MURCIA. La actualidad urbanística del municipio de Murcia avanza a dos velocidades. Mientras las grandes actuaciones patrimoniales del centro urbano y la recuperación de senderos en la huerta superan importantes escollos administrativos, las deficiencias en la conservación de algunas vías secundarias reavivan las quejas de la oposición y de los vecinos en las pedanías.
En el centro de la ciudad, el proyecto para cubrir los restos del antiguo arrabal andalusí de San Esteban mediante un jardín flotante se aproxima a su adjudicación. La mesa de contratación ha seleccionado la propuesta presentada por la alianza entre Acciona y Fernández Molina Obras como la mejor valorada. La licitación plantea un descuento del 15,5% sobre el presupuesto inicial, aunque la inversión final superará los 33 millones de euros para unos trabajos que se proyectan culminar en 2029.

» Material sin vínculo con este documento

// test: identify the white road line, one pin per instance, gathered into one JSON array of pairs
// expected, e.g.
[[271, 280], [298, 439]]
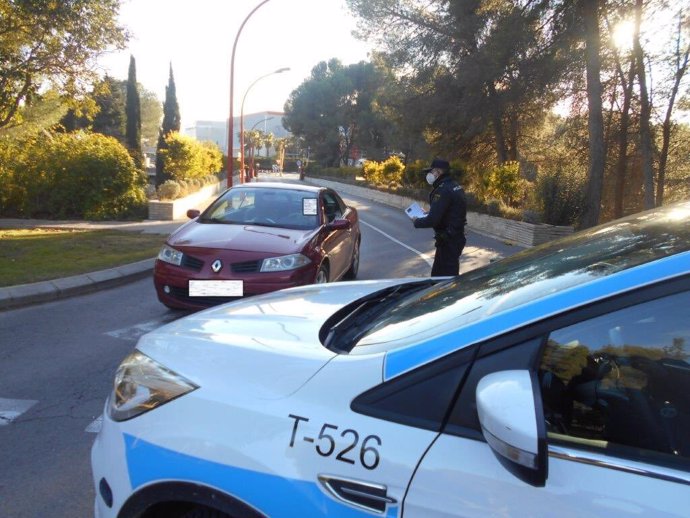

Paralelamente, la reivindicación vecinal para reabrir el camino rural de Monteazahar, enlace histórico entre Beniaján y Torreagüera, acumula respaldos clave. Pese a las alegaciones de la finca colindante sobre su titularidad privada, informes del servicio de Patrimonio y del Catastro han certificado que el trazado consta como bien de dominio público municipal. A ello se suma la postura del Defensor del Pueblo, que defiende su uso peatonal, ciclista y ecuestre dentro del trazado de la Cañada Real.
El contrapunto a estos avances se sitúa en el mantenimiento del firme de las pedanías. El grupo municipal del PSOE ha vuelto a exigir al equipo de Gobierno local una solución definitiva para los cimbrados de la avenida Orilla de la Vía, donde la aparición de nuevos baches provocó recientemente caídas peatonales y un herido de gravedad. Ante las críticas, el Ayuntamiento defiende que mantiene activa una partida de 300.000 euros anuales para estos arreglos, habiendo ejecutado ya más de 70 intervenciones en lo que va de año.